Lens Artists Photo Challenge – Magical Light

Yelapa, Mexico.

This week Amy suggests that we share images focusing on the topic “Magical Light”. A photographer strives to know light and to be available at the best time for a given outdoor subject. Given what he or she knows about lighting conditions and their ability to change moment by moment throughout the day, being in the right place at the right time can capture that magic. You can read Amy’s challenge post here. The photo above, for example, features a fisherman on his way home with his catch as the day begins its journey into night, or does it? That’s my story and I’m sticking to it. That’s the image I saw in my mind, but what happens when there is no fisherman arriving home late in the day? What if my visit to the location is only during the day? From where then is to appear this magical light? What can I do as a photographer to make my vision happen?

I can use a trick long known to motion picture photographers from the earliest days of Hollywood ‘B-movies’, stars not under contract to work at night? Shoot during the day and reduce the exposure. That’s what I did for this shot of someone heading back to shore. Yelapa is a stop on a cruise excursion. It’s only accessible by boat having no roads leading to the village. Posted below is the photo I started with, cropped and prepped.
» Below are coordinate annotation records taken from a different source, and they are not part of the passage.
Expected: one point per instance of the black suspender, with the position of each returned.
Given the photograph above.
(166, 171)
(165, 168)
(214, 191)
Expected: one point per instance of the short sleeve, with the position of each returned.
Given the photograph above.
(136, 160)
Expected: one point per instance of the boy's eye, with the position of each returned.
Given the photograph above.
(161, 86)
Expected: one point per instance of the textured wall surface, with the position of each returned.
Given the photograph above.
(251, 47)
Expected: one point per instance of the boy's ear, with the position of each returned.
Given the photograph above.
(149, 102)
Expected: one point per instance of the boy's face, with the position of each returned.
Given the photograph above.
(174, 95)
Obviously, it was captured at mid-day, a time when available light is probably the least magical.

I didn’t actually shoot the image at a reduced exposure, I adjusted it in post using Lightroom and Nik’s Silver Efex 2. It’s always fun to tweak the challenge theme a bit. In this case, even when the light isn’t “magical” in the sense we want it to be, our powerful digital processing tools can help to create that magic.